The bare-bones but thrilling show has a young and energetic Jelani Alladin as Hercules, Krysta Rodriguez (Smash) as the smart and sassy Meg and Robert Bart who was the singing voice of Hercules in the animated film, taking on the villainous Hades.
It is directed by Lear deBessonet and presented as part of the Public Theater’s Public Works programme(meaning over 200 community members as part of the production, in addition to the pros in larger roles).
It is taking place at the outdoor Delacorte Theater in Central Park which adds to the magical ambiance and you don’t have to squint too hard to imagine you’re in an Ancient Greece amphitheater.
There is no planned transfer and Disney is not planning on mounting a longer run.
But if this works, they will look for ways to go the distance, whether that means a Broadway version or as a key to what they can do with an inevitably forthcoming live-action film adaptation. (Disney was not involved in this production but you know they are paying attention.)
Below, four things this joyful edition does right for Disney and Co. to keep in mind going forward.
1. No Pegasus
Inevitably, this theatrical production isn’t a line-for-line recreation of the animated movie. Good. While it certainly follows the same story, it’s allowed to become its own thing, which is something Disney has struggled with allowing in the past with some of its beloved properties, particularly with its live-action updates. The spirit of Herc is alive and well here, but by changing a few plot points and characters (no Pegasus, more Meg) it’s transformed into something new. Breathe, Disney. It’s going to be OK.
2. Megara rocks
Meg — who sold her soul to Hades to free her boyfriend and now is Done With Men — was always one of the more feminist “princesses” in the Disney animated canon. Here, she is happily updated even more, with a new number “Forget About It” and a couple truly excellent one-liners about dummy guys. “What would I do in a world without men?” she sings as Hercules ignores her wishes and fights off a monster. “I would do as I please, let me say that again,” she cracks to loud audience cheers. Sometimes adapting characters from others times to fit the present day can feel shoehorned in, but this time it’s a welcome delight and something Disney could easily push forward even more.

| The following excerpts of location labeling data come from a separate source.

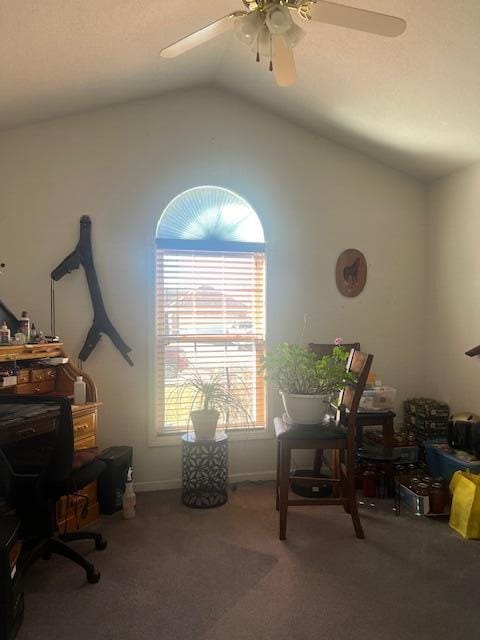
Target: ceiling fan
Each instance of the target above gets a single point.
(269, 29)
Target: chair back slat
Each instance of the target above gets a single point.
(349, 400)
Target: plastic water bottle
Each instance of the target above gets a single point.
(129, 499)
(79, 391)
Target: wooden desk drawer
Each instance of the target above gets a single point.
(45, 373)
(85, 443)
(23, 376)
(46, 386)
(84, 426)
(85, 499)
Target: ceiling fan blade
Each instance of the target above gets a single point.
(202, 35)
(284, 67)
(359, 19)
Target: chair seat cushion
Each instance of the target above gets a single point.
(323, 431)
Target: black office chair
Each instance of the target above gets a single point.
(34, 480)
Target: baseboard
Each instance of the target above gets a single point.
(176, 483)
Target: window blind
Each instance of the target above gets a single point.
(210, 319)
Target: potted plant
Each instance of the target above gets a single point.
(211, 396)
(307, 383)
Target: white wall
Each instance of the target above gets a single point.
(123, 165)
(454, 291)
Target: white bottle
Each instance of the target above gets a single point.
(4, 333)
(79, 391)
(129, 499)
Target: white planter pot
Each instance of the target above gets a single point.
(304, 409)
(204, 423)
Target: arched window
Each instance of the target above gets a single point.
(210, 314)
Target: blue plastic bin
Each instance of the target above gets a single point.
(444, 463)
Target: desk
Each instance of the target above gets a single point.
(382, 419)
(18, 422)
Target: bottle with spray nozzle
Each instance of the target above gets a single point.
(129, 499)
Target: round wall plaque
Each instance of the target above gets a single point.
(351, 272)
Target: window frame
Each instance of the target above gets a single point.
(173, 438)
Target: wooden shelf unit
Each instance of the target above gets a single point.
(59, 379)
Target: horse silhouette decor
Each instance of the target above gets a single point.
(351, 272)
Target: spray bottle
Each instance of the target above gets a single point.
(129, 500)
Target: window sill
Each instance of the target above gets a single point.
(241, 435)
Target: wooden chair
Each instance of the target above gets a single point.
(339, 437)
(384, 419)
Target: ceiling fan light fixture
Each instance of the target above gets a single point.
(247, 27)
(278, 19)
(294, 35)
(263, 44)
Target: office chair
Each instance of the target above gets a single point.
(34, 480)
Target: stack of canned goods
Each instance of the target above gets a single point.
(418, 480)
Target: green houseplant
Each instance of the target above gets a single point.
(306, 383)
(213, 396)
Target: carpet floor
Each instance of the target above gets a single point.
(183, 574)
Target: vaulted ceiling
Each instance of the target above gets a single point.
(412, 102)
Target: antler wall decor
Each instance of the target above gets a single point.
(473, 352)
(82, 255)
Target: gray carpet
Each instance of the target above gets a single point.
(178, 573)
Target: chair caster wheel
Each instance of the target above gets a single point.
(93, 576)
(100, 545)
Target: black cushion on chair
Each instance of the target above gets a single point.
(328, 430)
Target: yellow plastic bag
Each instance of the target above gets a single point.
(465, 513)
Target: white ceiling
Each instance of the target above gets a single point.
(413, 102)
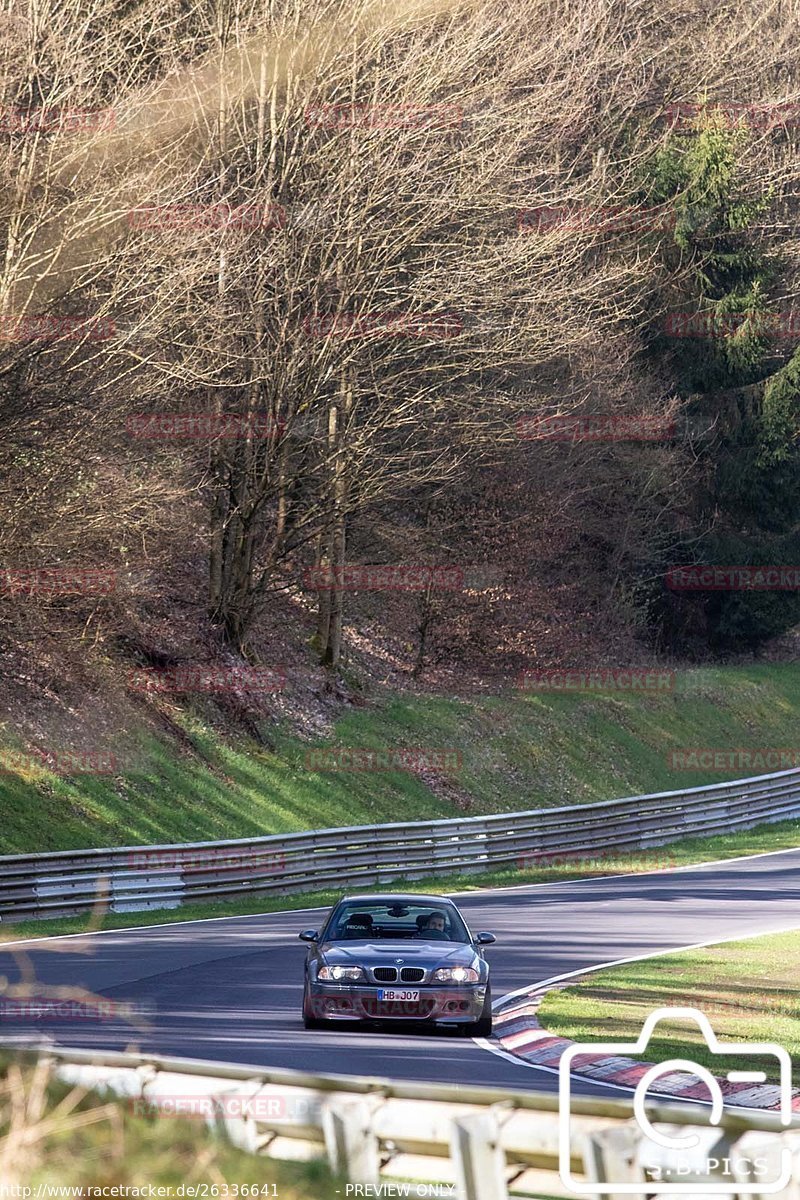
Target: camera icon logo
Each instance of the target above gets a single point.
(669, 1151)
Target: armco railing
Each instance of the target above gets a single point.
(136, 877)
(485, 1144)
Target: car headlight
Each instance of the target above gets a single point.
(456, 975)
(341, 975)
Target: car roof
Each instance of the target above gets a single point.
(415, 898)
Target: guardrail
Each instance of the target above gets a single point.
(485, 1143)
(132, 879)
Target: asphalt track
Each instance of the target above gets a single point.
(229, 989)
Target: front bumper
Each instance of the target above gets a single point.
(360, 1002)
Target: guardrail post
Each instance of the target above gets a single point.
(611, 1156)
(479, 1157)
(350, 1141)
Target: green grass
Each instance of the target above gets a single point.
(782, 835)
(749, 990)
(518, 751)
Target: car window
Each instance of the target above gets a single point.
(370, 921)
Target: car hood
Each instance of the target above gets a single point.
(414, 953)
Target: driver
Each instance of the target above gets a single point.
(433, 925)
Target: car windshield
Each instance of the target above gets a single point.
(365, 921)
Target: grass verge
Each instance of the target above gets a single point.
(60, 1137)
(781, 835)
(749, 991)
(516, 750)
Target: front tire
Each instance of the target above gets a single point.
(308, 1020)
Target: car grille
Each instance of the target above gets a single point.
(391, 975)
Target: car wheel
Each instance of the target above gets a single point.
(308, 1020)
(482, 1026)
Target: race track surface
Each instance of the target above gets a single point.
(230, 989)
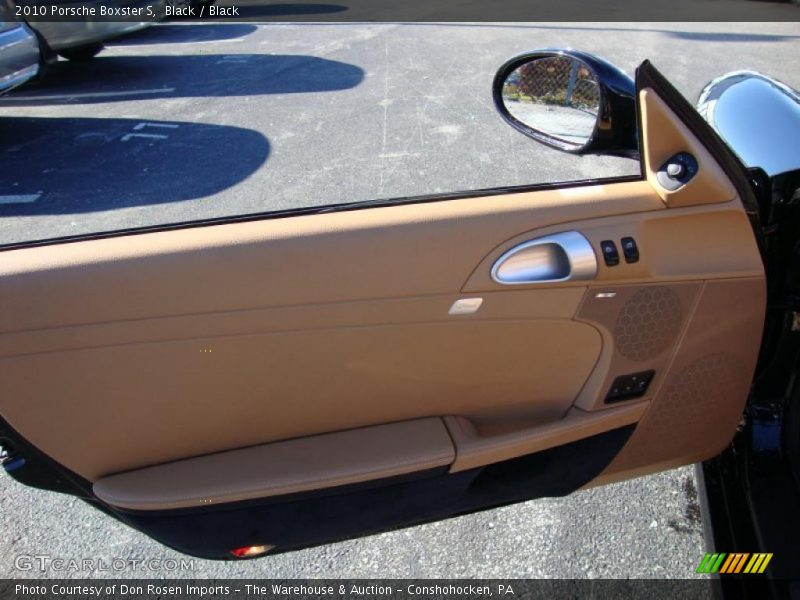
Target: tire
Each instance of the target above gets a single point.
(81, 53)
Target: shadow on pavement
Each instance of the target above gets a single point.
(123, 78)
(184, 34)
(86, 165)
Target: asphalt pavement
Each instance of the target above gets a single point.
(187, 121)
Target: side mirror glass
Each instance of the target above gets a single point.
(570, 100)
(556, 96)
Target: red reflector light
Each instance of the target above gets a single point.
(250, 551)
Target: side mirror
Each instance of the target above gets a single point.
(569, 100)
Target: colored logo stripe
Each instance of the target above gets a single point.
(737, 562)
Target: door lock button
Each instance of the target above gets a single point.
(610, 254)
(630, 250)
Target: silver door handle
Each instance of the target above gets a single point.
(566, 256)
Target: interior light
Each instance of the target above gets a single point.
(250, 551)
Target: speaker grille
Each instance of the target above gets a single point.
(648, 323)
(696, 409)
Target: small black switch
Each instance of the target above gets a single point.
(610, 254)
(629, 249)
(627, 387)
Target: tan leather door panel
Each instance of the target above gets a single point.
(125, 353)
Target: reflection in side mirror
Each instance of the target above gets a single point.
(559, 96)
(570, 100)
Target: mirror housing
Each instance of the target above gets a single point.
(615, 127)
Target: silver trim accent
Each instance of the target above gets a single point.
(566, 256)
(465, 306)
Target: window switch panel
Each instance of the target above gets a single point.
(610, 253)
(627, 387)
(629, 249)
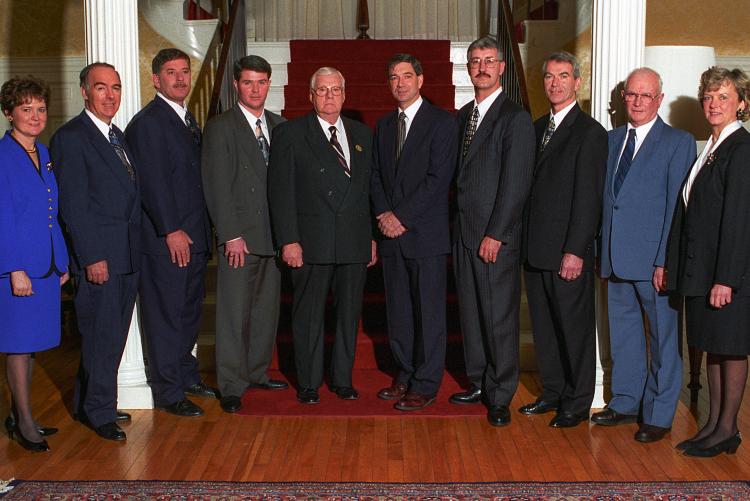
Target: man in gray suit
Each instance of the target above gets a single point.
(236, 147)
(493, 179)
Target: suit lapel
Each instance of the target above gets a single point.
(107, 152)
(486, 127)
(560, 137)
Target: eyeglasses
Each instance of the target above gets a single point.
(323, 91)
(632, 96)
(489, 62)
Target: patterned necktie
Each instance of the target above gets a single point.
(471, 128)
(262, 143)
(625, 160)
(117, 145)
(548, 133)
(339, 150)
(400, 134)
(195, 129)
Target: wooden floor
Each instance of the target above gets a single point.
(220, 446)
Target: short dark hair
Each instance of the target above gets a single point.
(485, 43)
(17, 91)
(563, 57)
(405, 58)
(164, 56)
(252, 63)
(83, 76)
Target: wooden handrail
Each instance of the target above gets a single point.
(514, 79)
(226, 42)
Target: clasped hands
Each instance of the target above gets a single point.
(389, 225)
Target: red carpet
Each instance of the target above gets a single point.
(363, 64)
(368, 382)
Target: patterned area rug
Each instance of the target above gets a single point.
(292, 491)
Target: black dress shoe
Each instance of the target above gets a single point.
(345, 392)
(610, 417)
(498, 415)
(15, 433)
(471, 396)
(271, 384)
(201, 390)
(183, 408)
(110, 431)
(10, 424)
(308, 396)
(538, 407)
(729, 446)
(567, 420)
(650, 433)
(230, 403)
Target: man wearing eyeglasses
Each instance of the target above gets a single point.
(647, 162)
(415, 151)
(494, 174)
(319, 197)
(561, 222)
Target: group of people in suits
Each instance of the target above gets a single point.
(323, 197)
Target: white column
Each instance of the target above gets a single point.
(619, 38)
(112, 37)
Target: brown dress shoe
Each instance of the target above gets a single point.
(414, 401)
(394, 392)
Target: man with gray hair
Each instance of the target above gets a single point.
(493, 177)
(319, 197)
(647, 163)
(561, 221)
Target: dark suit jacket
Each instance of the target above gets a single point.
(564, 208)
(312, 201)
(635, 223)
(710, 239)
(494, 178)
(170, 174)
(30, 235)
(417, 189)
(99, 203)
(235, 180)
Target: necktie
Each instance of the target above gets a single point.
(262, 143)
(192, 124)
(400, 134)
(625, 160)
(471, 128)
(117, 145)
(548, 133)
(339, 150)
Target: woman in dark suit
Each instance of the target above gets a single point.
(709, 260)
(33, 258)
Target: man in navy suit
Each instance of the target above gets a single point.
(166, 142)
(100, 208)
(414, 159)
(646, 165)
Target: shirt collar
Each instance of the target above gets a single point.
(103, 127)
(487, 102)
(560, 115)
(180, 110)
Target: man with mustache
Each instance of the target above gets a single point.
(493, 177)
(166, 142)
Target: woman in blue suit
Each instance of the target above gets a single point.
(33, 258)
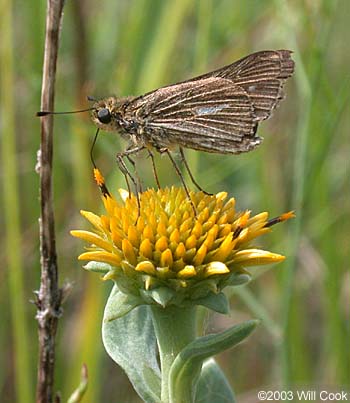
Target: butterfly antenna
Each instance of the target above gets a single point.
(92, 149)
(45, 113)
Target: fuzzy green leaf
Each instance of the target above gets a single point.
(120, 304)
(212, 385)
(216, 302)
(130, 341)
(186, 368)
(98, 267)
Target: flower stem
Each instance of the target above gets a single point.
(175, 329)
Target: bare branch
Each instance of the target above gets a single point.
(49, 296)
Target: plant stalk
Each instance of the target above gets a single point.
(49, 296)
(175, 329)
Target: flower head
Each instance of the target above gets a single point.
(163, 245)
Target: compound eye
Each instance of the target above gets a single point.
(104, 115)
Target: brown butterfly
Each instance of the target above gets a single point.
(217, 112)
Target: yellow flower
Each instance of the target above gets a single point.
(164, 244)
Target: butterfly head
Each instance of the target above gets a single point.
(106, 113)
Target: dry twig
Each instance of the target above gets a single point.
(50, 295)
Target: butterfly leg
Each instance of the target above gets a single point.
(183, 159)
(132, 162)
(124, 169)
(155, 174)
(177, 169)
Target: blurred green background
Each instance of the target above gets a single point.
(127, 47)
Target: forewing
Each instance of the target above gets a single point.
(211, 114)
(261, 75)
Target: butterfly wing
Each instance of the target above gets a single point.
(218, 111)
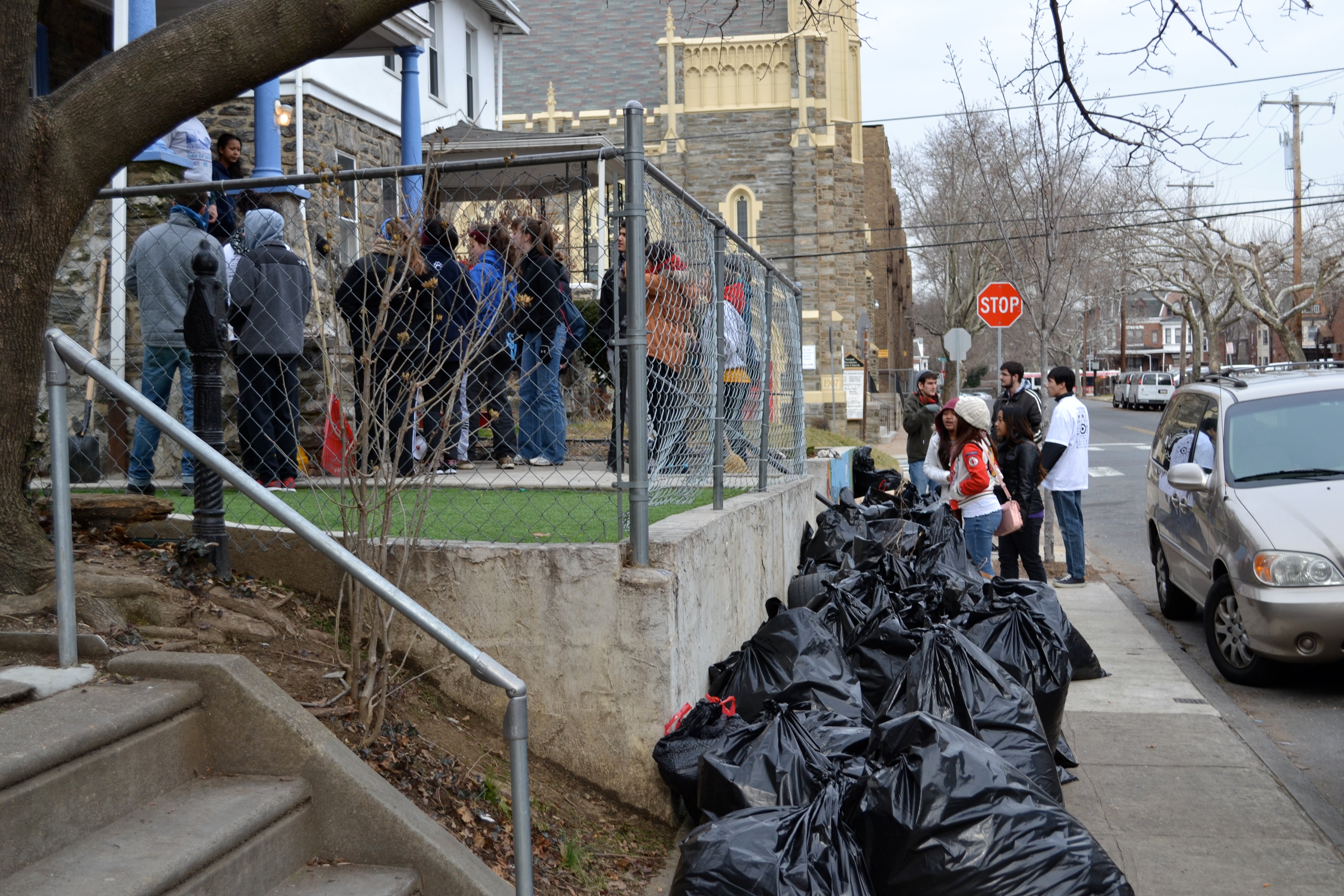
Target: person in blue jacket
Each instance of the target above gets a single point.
(495, 293)
(449, 342)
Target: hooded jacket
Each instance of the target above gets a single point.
(272, 291)
(159, 273)
(410, 307)
(455, 308)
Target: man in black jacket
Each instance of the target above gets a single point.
(1018, 393)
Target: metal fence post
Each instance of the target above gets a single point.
(515, 731)
(206, 334)
(636, 220)
(800, 424)
(721, 248)
(62, 536)
(766, 374)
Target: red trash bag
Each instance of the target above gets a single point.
(338, 440)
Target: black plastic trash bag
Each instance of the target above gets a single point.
(709, 726)
(943, 815)
(1081, 656)
(783, 765)
(869, 480)
(792, 659)
(952, 679)
(1016, 633)
(777, 851)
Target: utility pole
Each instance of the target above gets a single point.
(1190, 213)
(1296, 105)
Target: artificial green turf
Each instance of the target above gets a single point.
(470, 515)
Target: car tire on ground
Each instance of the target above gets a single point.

P.S.: Her iconic number “I Won’t Say I’m In Love” continues to rule, and judging by the sustained cheers as soon as she got out the first line in the song, continues to hold a very special place in the hearts of many, many fans.
3. The music rules
Cards on the table: The gospel-infused original soundtrack is one of my Disney faves. This production keeps all the numbers from the animated film (you go, girl) AND ADDS FIVE MORE ALAN MENKEN/DAVID ZIPPEL ORIGINALS!!!
Of the new music, the best are the aforementioned Megara number (“Forget About It”) as well as a jazzy, catchy new song for Hades, “A Cool Day in Hell,” which is a great showcase for Roger Bart. Bart is having the *most* fun playing Hades here, and everyone was having a total blast watch him be so over the top. Even murderous rulers of the underworld need their showstoppers.
4. Resonant themes abound
One of the biggest changes from the animated film is the ending; in this version the townspeople join together with Hercules to fight off the titans Hades has released. It’s obviously a great addition for this Public Works production, which — along with bringing together a diverse cast with people ranging from five to 80-something — focuses its messaging on community and belonging. But I was also struck with just how timely it all felt. (“You’re a celebrity, not a hero!” Zeus says at one point to Hercules, to applause.)
It’s true that anytime someone does something nice these days it feels like a pointed political statement, but there was clearly something in the outdoor air as the power of joining together was highlighted. “This made me want to go volunteer for Elizabeth Warren!” one woman remarked excitedly after the show.